Protecting yourself on the Internet

Fake Antivirus PictureThere are thousands of versions of fake antivirus software and rogue applications, but all work on the foundation of misleadingly informing users their computer has been infected with malware (viruses, spyware). The programs then hassle and coerce users to purchase the software, which often looks genuine and legal but has no real functionality. Their end game is to assault your data and compromise your machine.

Users are normally asked if they want to clean their machine, which causes the fake software to download. Fake antivirus programs usually spread by social engineering methods rather than by exploiting software vulnerabilities on the victim's computer, according to Google. What does this mean? It’s all in the hands of the end user and set computer. If you can cut them off at the pass, their fake antivirus software will be ineffective and you will have prevailed in this information security battle for this day.

Google conducted a 13-month study reviewing some 240 million web pages. The company determined that 11,000 of those domains were involved in deploying fake antivirus programs and that those kinds of program comprise 15 percent of the malicious software on the web. 15 percent might not sound like much, but trust us that is a whole lot of bad software roaming out there on the internet. The study can be found here for those who want more information on this topic.

The scammers behind the fake antivirus programs normally use online advertisements using popular keywords, although Google claims it filters those advertised URLs (websites) to delete the malicious ones. Google will blacklist or cancel those domains to warn people, but those creating fake antivirus programs change the domains hosting their malicious software faster than ever to evade the block list.

According to Google, a domain hosting fake antivirus software used to serve up the content for up to 100 hours in April 2009, but that figure fell to less than 10 hours in September 2009 and then to less than one hour in January.
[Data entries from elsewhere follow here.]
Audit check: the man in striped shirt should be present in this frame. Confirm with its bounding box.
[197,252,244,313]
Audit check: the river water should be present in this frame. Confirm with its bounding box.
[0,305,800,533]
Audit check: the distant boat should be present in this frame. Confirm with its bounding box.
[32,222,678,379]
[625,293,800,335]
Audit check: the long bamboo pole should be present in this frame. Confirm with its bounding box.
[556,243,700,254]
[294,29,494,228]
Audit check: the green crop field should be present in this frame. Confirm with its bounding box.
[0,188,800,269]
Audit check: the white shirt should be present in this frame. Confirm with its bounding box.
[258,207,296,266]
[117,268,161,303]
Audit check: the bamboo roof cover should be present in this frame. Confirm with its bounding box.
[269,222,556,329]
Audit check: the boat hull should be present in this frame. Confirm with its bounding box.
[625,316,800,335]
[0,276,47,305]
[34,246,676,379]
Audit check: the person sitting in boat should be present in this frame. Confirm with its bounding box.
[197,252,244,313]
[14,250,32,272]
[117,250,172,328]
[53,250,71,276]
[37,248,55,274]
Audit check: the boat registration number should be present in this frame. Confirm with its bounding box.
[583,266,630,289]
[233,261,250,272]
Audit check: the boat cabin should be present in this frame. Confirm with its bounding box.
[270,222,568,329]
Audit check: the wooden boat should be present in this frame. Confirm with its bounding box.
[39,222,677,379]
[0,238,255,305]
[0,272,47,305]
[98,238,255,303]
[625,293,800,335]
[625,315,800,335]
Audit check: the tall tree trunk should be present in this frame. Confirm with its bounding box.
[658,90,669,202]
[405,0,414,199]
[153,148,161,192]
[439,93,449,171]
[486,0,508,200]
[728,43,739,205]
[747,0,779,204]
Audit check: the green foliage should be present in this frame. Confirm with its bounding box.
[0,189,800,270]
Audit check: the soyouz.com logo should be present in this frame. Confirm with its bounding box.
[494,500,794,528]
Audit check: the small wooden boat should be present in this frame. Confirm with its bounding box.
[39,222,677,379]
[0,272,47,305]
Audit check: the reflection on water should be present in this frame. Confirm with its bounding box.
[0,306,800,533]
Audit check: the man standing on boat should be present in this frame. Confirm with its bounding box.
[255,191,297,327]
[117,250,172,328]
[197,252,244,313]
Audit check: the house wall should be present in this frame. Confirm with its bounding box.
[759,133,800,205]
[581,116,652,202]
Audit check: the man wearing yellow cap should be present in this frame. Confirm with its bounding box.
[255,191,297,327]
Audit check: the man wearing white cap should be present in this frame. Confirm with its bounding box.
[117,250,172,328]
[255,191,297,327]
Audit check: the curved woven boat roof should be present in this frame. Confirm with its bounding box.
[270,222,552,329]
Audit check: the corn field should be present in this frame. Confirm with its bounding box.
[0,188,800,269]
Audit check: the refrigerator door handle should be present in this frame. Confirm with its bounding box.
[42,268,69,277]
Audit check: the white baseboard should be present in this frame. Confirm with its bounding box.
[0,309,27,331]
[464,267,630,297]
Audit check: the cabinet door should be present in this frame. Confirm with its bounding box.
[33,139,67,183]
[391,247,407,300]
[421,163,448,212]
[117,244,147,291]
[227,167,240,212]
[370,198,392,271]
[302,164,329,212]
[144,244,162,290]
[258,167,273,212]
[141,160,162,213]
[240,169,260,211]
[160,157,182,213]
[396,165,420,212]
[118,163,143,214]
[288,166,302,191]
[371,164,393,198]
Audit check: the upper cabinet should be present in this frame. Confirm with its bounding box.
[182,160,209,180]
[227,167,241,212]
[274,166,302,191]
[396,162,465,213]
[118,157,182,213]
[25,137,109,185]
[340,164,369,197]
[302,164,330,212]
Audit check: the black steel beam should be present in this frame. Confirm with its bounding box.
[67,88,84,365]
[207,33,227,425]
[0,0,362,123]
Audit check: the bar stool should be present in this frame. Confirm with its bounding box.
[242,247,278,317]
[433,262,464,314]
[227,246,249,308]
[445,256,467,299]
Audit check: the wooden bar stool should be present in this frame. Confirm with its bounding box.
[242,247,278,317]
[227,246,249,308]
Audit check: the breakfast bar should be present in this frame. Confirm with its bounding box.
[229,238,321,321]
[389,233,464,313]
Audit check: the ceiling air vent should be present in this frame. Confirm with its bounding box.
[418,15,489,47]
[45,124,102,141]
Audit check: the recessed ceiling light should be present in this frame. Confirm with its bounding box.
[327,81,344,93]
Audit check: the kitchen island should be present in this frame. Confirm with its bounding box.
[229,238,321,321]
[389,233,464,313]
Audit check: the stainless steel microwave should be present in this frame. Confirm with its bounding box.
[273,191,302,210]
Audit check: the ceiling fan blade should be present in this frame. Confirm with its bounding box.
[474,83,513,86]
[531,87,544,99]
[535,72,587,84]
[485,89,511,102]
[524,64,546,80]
The reason why these fake antivirus programs are so hard to find and take down is because of an increased level of "polymorphism," a technique used to make an application look unique and evade malware scanners.

Examples of fake antivirus programs are as follows:

  • WinAntivirus
  • DriveCleaner
  • ErrorSafe
  • XP Antivirus

Bottom line, if you see any weird popup asking you install anything, stop and consult with the IT Help Desk or the Office of Information Security before taking any action and possibly compromising your machine. Conventional legal antivirus products and malware scanners are always the best to make this determination, but even sometimes that might not be enough.

Do not hesitate to ask any questions. Only you can stop fake antivirus programs and rogue applications dead in their tracks.